« “My Fur Baby” assume jusqu’au bout une vérité que beaucoup de propriétaires d’animaux connaissent déjà : à un certain niveau d’attachement, le mot “animal” ne suffit plus vraiment. »
Il y a ceux qui ont un chien. Et puis ceux qui ont un « bébé » à quatre pattes, avec surnoms ridicules, conversations à sens unique et place parfaitement négociée sur le canapé. TJ Jones écrit pour la deuxième catégorie.
Sur « My Fur Baby », l’auteur-compositeur basé à Los Angeles célèbre sans complexe ce lien parfois difficile à expliquer à ceux qui ne le vivent pas : celui qui finit par faire d’un animal un membre de la famille à part entière. Le morceau a été imaginé comme un hymne feel-good destiné aux « pet parents », avec une écriture volontairement légère, de l’humour et une mélodie pensée pour rester rapidement en tête.

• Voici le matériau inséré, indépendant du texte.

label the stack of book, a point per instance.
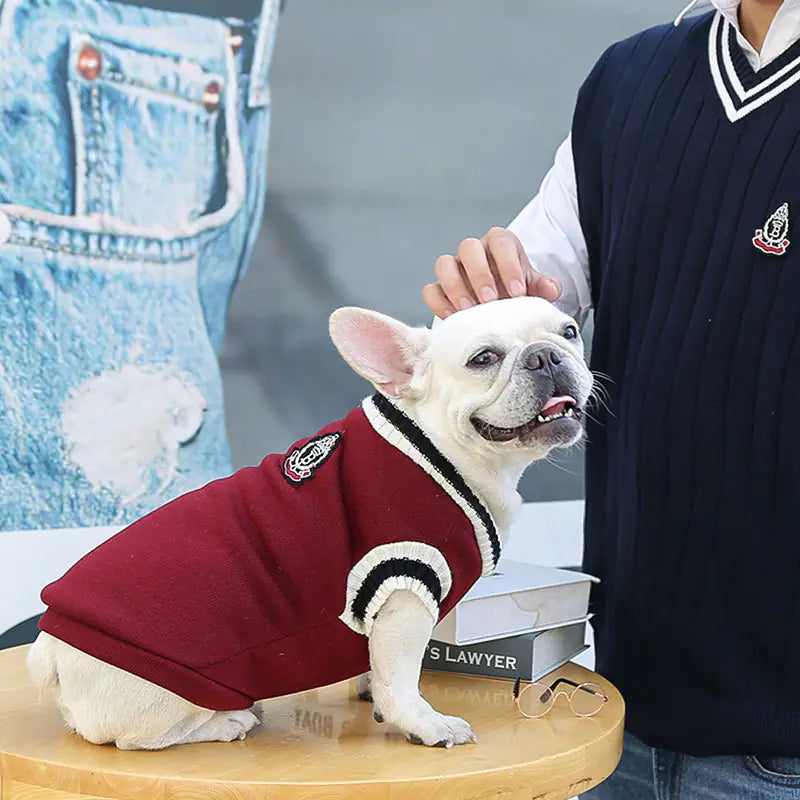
(523, 621)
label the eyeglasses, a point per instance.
(536, 699)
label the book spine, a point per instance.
(503, 658)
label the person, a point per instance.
(133, 153)
(671, 212)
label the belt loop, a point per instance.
(258, 93)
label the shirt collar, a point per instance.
(783, 33)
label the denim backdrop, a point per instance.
(133, 152)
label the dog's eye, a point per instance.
(484, 359)
(570, 332)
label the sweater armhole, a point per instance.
(413, 566)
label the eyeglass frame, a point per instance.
(517, 694)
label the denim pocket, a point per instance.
(148, 134)
(783, 771)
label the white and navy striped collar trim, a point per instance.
(403, 433)
(740, 88)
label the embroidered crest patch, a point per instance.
(773, 238)
(301, 464)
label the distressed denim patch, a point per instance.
(130, 200)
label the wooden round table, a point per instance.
(319, 744)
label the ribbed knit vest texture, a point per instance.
(693, 472)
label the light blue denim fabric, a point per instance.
(129, 206)
(645, 773)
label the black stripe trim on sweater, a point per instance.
(412, 432)
(392, 568)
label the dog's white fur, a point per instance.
(426, 373)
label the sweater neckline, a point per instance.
(740, 88)
(400, 431)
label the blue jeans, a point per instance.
(645, 773)
(133, 152)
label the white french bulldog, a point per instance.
(494, 388)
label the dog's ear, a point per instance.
(379, 348)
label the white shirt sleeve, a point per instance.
(550, 231)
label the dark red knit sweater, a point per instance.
(263, 583)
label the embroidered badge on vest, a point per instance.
(301, 464)
(773, 239)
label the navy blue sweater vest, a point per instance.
(693, 478)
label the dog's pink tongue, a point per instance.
(555, 405)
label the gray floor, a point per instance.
(398, 129)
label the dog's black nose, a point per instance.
(542, 359)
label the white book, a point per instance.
(529, 656)
(517, 598)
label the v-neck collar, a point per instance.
(740, 88)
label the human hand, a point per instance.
(486, 269)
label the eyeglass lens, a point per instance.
(587, 699)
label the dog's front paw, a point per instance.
(364, 687)
(421, 724)
(233, 725)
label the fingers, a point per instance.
(509, 260)
(484, 270)
(546, 286)
(474, 260)
(437, 301)
(453, 282)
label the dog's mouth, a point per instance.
(555, 411)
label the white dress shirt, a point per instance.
(549, 226)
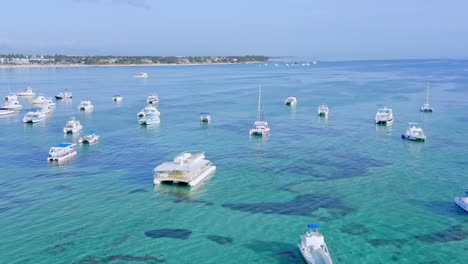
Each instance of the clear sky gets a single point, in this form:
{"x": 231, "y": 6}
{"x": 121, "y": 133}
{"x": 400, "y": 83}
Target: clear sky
{"x": 323, "y": 29}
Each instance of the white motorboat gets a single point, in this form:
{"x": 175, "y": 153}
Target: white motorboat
{"x": 72, "y": 126}
{"x": 291, "y": 101}
{"x": 61, "y": 152}
{"x": 85, "y": 105}
{"x": 323, "y": 110}
{"x": 27, "y": 92}
{"x": 149, "y": 109}
{"x": 36, "y": 115}
{"x": 11, "y": 97}
{"x": 189, "y": 167}
{"x": 141, "y": 75}
{"x": 426, "y": 107}
{"x": 117, "y": 98}
{"x": 64, "y": 95}
{"x": 89, "y": 137}
{"x": 205, "y": 117}
{"x": 313, "y": 246}
{"x": 462, "y": 201}
{"x": 153, "y": 99}
{"x": 149, "y": 119}
{"x": 414, "y": 133}
{"x": 12, "y": 104}
{"x": 384, "y": 116}
{"x": 6, "y": 111}
{"x": 260, "y": 127}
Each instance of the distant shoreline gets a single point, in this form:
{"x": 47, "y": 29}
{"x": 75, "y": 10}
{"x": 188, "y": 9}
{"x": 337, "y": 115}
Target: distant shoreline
{"x": 116, "y": 65}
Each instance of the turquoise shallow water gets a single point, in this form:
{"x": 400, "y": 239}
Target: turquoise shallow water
{"x": 378, "y": 199}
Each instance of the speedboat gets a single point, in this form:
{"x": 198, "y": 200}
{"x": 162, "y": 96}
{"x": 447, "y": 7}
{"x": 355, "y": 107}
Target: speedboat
{"x": 117, "y": 98}
{"x": 27, "y": 92}
{"x": 290, "y": 101}
{"x": 153, "y": 99}
{"x": 89, "y": 137}
{"x": 205, "y": 117}
{"x": 12, "y": 104}
{"x": 313, "y": 246}
{"x": 34, "y": 116}
{"x": 64, "y": 95}
{"x": 414, "y": 133}
{"x": 149, "y": 119}
{"x": 141, "y": 75}
{"x": 384, "y": 116}
{"x": 149, "y": 109}
{"x": 462, "y": 201}
{"x": 323, "y": 110}
{"x": 426, "y": 107}
{"x": 72, "y": 126}
{"x": 85, "y": 105}
{"x": 260, "y": 127}
{"x": 61, "y": 152}
{"x": 189, "y": 167}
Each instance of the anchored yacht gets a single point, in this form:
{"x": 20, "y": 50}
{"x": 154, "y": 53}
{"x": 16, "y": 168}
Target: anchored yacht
{"x": 72, "y": 126}
{"x": 61, "y": 152}
{"x": 290, "y": 101}
{"x": 189, "y": 167}
{"x": 384, "y": 116}
{"x": 414, "y": 133}
{"x": 260, "y": 127}
{"x": 313, "y": 246}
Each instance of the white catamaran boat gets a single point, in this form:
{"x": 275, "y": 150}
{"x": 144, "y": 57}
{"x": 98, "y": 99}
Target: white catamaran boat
{"x": 85, "y": 105}
{"x": 27, "y": 92}
{"x": 414, "y": 133}
{"x": 313, "y": 246}
{"x": 61, "y": 152}
{"x": 189, "y": 167}
{"x": 149, "y": 109}
{"x": 149, "y": 119}
{"x": 141, "y": 75}
{"x": 462, "y": 201}
{"x": 37, "y": 115}
{"x": 384, "y": 116}
{"x": 153, "y": 99}
{"x": 260, "y": 127}
{"x": 205, "y": 117}
{"x": 89, "y": 137}
{"x": 323, "y": 110}
{"x": 426, "y": 107}
{"x": 64, "y": 95}
{"x": 72, "y": 126}
{"x": 291, "y": 101}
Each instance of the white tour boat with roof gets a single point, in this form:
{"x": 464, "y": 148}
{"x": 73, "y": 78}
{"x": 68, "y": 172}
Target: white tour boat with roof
{"x": 260, "y": 127}
{"x": 189, "y": 167}
{"x": 36, "y": 115}
{"x": 426, "y": 107}
{"x": 205, "y": 117}
{"x": 290, "y": 101}
{"x": 149, "y": 109}
{"x": 384, "y": 116}
{"x": 64, "y": 95}
{"x": 72, "y": 126}
{"x": 323, "y": 110}
{"x": 414, "y": 133}
{"x": 85, "y": 105}
{"x": 61, "y": 152}
{"x": 462, "y": 201}
{"x": 27, "y": 92}
{"x": 313, "y": 246}
{"x": 153, "y": 99}
{"x": 89, "y": 137}
{"x": 141, "y": 75}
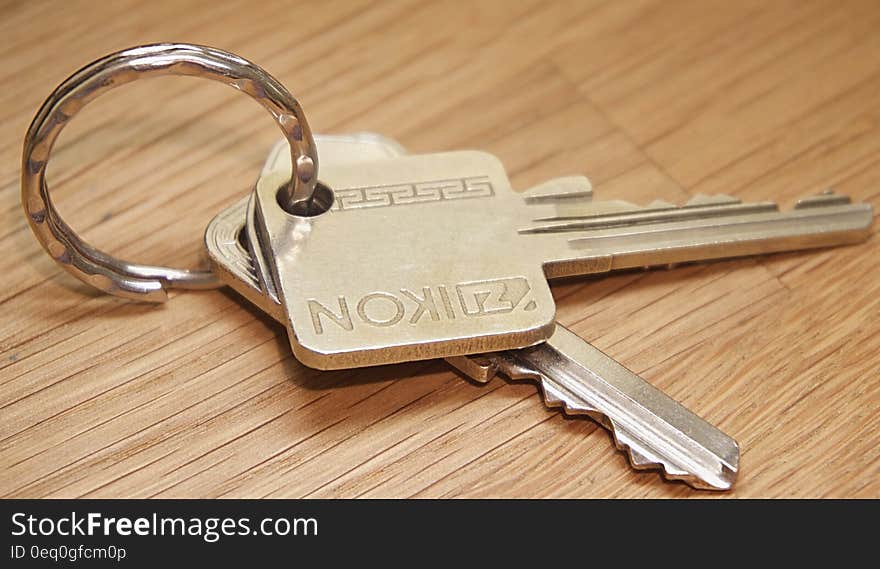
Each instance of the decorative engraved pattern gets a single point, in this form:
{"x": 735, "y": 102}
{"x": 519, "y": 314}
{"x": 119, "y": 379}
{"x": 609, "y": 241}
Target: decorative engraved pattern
{"x": 418, "y": 192}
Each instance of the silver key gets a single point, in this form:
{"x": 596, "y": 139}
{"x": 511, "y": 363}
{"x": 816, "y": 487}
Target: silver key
{"x": 653, "y": 429}
{"x": 435, "y": 255}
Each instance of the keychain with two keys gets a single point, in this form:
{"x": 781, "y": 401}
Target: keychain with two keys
{"x": 385, "y": 257}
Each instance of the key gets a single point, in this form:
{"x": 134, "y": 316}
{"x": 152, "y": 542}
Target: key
{"x": 423, "y": 256}
{"x": 654, "y": 430}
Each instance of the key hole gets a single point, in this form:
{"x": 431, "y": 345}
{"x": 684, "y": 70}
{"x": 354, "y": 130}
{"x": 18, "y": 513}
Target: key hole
{"x": 322, "y": 200}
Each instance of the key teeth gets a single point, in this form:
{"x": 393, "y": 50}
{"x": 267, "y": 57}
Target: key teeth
{"x": 635, "y": 458}
{"x": 826, "y": 198}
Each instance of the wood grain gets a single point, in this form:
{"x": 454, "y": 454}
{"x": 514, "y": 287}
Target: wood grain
{"x": 650, "y": 98}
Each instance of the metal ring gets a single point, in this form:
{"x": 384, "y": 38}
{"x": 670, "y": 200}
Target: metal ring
{"x": 107, "y": 273}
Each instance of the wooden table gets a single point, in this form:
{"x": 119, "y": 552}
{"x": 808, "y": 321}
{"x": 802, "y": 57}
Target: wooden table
{"x": 200, "y": 397}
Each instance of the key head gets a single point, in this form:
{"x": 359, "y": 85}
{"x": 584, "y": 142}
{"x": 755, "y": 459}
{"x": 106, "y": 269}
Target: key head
{"x": 417, "y": 257}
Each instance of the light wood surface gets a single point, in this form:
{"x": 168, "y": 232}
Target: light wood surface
{"x": 651, "y": 99}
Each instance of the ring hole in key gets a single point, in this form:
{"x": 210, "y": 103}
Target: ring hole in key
{"x": 321, "y": 202}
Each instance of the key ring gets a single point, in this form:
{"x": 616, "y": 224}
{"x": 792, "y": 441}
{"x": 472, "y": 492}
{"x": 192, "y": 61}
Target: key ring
{"x": 94, "y": 267}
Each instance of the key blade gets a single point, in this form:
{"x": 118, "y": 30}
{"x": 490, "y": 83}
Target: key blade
{"x": 699, "y": 231}
{"x": 653, "y": 429}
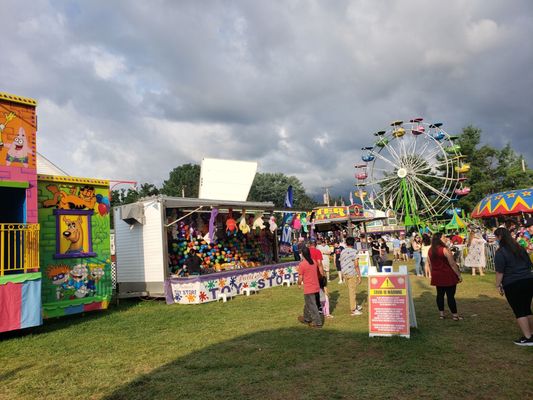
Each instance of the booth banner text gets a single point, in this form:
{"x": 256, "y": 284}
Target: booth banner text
{"x": 388, "y": 299}
{"x": 205, "y": 288}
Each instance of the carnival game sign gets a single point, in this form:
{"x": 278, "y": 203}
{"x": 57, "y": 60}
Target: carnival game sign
{"x": 329, "y": 213}
{"x": 388, "y": 305}
{"x": 205, "y": 288}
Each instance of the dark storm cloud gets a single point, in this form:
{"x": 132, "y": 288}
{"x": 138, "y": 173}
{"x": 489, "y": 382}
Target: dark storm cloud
{"x": 134, "y": 89}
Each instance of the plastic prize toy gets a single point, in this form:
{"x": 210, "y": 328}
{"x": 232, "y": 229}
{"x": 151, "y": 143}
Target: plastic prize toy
{"x": 414, "y": 168}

L’idée pourrait facilement basculer dans le morceau gadget. TJ Jones évite en partie ce piège en prenant son sujet au sérieux sans prendre la chanson trop au sérieux. Derrière les références aux pattes, moustaches, oreilles tombantes ou queues qui remuent, il parle surtout d’un attachement extrêmement banal et pourtant très puissant : cette présence quotidienne qui ne demande pas grand-chose mais finit par occuper une place disproportionnée dans une vie.
L’artiste explique d’ailleurs avoir voulu écrire une chanson capable de faire sourire tout en célébrant l’amour inconditionnel offert par les animaux, qu’il s’agisse de chiens ou d’autres compagnons à poils ou à plumes. L’intention correspond bien à son approche générale : TJ Jones privilégie les hooks mélodiques et les histoires directement puisées dans le quotidien, avec une recherche assumée d’authenticité et de proximité.
« My Fur Baby » ne cherche donc ni le second degré permanent ni la grande déclaration existentielle. Sa force repose justement sur son absence de cynisme. TJ Jones sait que son sujet fera sourire certains auditeurs — probablement ceux-là mêmes qui prétendent ne jamais laisser leur animal monter sur le lit avant de lui acheter un plaid personnel trois semaines plus tard.
Et finalement, la chanson touche à quelque chose de très simple.
Nos animaux ne comprennent peut-être pas nos playlists, nos problèmes ou pourquoi nous passons autant de temps à regarder un écran.
Mais ils savent parfaitement quand on rentre à la maison.
Et pour TJ Jones, cela suffit largement à parler de famille.